When Dzbenski says she made the device, she isn’t fooling around. As a librarian with the Othello School District, Dzbenski also teaches students how to code and create things with 3-D printers.
Like the plastic panels on her RetroPi, which she said took about 30 hours each to produce. At its core is a small Raspberry Pi, a little $35, easily-customizable computer no bigger than a pack of playing cards.
And she was here in Moses Lake showing her tiny little machine off — as well as providing a number of the video games — in the Big Bend Community College’s ATEC building as part of gathering marking “Free Comic Book Day” on Saturday, which brought people of all ages together to play games — video games and board games — and sort through a table of free comic books.

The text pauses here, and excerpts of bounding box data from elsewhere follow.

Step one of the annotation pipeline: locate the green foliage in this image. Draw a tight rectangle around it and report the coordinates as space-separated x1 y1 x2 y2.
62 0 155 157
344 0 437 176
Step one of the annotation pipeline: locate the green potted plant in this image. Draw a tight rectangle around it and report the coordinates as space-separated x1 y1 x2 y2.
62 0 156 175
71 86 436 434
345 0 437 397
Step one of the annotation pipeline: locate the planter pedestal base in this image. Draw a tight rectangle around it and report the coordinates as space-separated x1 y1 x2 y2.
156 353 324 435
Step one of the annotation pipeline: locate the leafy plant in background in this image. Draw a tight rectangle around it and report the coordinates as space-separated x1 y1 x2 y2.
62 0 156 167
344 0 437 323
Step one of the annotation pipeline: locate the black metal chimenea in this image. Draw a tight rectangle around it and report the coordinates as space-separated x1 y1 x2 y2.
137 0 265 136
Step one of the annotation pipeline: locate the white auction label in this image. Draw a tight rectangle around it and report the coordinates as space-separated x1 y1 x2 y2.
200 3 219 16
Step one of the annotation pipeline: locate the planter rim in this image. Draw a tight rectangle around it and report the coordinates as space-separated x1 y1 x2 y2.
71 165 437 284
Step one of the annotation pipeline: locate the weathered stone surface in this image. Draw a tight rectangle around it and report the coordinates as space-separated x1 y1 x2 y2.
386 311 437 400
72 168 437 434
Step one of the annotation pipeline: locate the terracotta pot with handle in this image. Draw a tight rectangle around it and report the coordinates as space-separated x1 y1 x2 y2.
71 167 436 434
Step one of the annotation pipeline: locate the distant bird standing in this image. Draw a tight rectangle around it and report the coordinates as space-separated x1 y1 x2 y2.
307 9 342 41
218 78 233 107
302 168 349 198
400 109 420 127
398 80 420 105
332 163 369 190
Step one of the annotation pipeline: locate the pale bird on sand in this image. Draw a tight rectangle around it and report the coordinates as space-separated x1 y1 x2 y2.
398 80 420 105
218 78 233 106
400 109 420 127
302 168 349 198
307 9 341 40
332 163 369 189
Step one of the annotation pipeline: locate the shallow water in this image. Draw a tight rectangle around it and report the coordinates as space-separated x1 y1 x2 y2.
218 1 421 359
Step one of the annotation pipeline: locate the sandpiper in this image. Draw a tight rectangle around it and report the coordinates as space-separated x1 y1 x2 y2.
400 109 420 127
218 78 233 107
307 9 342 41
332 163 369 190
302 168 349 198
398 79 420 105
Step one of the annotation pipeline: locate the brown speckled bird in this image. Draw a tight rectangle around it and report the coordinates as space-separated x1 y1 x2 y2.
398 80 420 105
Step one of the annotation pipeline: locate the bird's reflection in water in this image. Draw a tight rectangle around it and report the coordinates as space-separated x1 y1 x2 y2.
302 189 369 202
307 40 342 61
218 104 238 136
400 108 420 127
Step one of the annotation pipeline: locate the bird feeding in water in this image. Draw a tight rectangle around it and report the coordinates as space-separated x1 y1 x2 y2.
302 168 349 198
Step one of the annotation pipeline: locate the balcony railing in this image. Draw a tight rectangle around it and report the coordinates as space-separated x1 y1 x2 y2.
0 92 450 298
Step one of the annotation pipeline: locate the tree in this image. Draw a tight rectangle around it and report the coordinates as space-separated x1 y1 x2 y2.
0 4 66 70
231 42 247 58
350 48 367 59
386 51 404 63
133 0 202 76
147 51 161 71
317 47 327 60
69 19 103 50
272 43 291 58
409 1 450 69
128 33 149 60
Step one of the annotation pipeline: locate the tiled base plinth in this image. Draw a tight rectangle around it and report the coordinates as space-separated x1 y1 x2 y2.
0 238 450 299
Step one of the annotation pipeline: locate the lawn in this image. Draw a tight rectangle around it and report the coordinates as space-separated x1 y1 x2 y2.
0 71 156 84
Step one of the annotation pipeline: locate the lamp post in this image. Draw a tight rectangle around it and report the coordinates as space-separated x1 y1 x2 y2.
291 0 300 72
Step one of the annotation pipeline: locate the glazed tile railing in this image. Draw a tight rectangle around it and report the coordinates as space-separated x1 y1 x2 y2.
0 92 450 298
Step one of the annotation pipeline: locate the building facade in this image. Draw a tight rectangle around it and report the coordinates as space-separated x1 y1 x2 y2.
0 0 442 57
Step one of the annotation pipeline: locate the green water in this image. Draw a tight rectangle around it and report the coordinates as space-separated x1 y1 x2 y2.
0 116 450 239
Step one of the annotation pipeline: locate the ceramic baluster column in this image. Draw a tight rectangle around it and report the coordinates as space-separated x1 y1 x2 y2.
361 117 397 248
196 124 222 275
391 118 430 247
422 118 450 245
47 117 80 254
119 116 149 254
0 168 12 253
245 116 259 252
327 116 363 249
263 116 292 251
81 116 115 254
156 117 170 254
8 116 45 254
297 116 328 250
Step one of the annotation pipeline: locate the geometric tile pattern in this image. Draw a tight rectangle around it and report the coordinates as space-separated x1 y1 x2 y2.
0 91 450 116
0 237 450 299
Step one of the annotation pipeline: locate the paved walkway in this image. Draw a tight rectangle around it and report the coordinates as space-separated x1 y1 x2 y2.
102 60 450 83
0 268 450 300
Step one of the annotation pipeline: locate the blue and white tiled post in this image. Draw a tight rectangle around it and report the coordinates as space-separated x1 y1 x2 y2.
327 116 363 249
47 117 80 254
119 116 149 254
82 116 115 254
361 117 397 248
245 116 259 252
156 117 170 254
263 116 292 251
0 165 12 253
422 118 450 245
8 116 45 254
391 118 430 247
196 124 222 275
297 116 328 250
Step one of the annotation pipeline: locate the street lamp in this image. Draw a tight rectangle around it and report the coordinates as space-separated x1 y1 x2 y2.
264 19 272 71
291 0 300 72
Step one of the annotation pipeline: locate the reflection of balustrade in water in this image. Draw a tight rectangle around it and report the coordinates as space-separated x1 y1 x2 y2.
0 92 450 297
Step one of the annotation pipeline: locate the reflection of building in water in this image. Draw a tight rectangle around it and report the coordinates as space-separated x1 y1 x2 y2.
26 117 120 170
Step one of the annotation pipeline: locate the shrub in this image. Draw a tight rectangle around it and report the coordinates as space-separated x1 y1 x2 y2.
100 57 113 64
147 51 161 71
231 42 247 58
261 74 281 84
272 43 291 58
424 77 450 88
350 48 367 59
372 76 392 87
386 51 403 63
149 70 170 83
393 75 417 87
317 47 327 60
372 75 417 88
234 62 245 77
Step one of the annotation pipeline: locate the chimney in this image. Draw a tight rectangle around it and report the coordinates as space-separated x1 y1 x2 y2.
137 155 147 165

“It’s an opportunity to hang out with some friends, people are having fun, and it’s free,” said Dawna Haynes, the dean of student services who also described herself as something of a geek.
“There’s space for everyone to be here,” she said. “It’s a beautiful thing.”
Free Comic Book Day was started in 2002 as a way for comic book dealers to honor and recognize the success of films based on comic books and how that was helping comic book retailers, and has been held on the first Saturday of May since 2005.
At BBCC on Saturday there were video game tournaments, free comic books, card games, and prize drawings, as well as Dzbenski’s little arcade game box.
“It brings together my different passions — programming, 3-D printing, making things, and playing games,” she said.
Dzbenski said she hasn’t considered selling the RetroPi game boxes — it takes too much time to make them.
“It’s a labor of love,” she said. “I’m designing a Raspberry Pi laptop. I could just buy one, but I want to say I made it myself.”
At another table, Elizabeth Neef sits with her two daughters and a family friend as they all get ready to play Mario Kart.
“We saw the Facebook post, and you know, it’s free comic books, and the kids love comic books,” she said.
“We are having a super time,” said her daughter Ella, who then plays excitedly through a level of Mario Kart.
And then the next level comes up — Rainbow Road.
“I love Rainbow Road!” Ella says excitedly as her avatar sets out.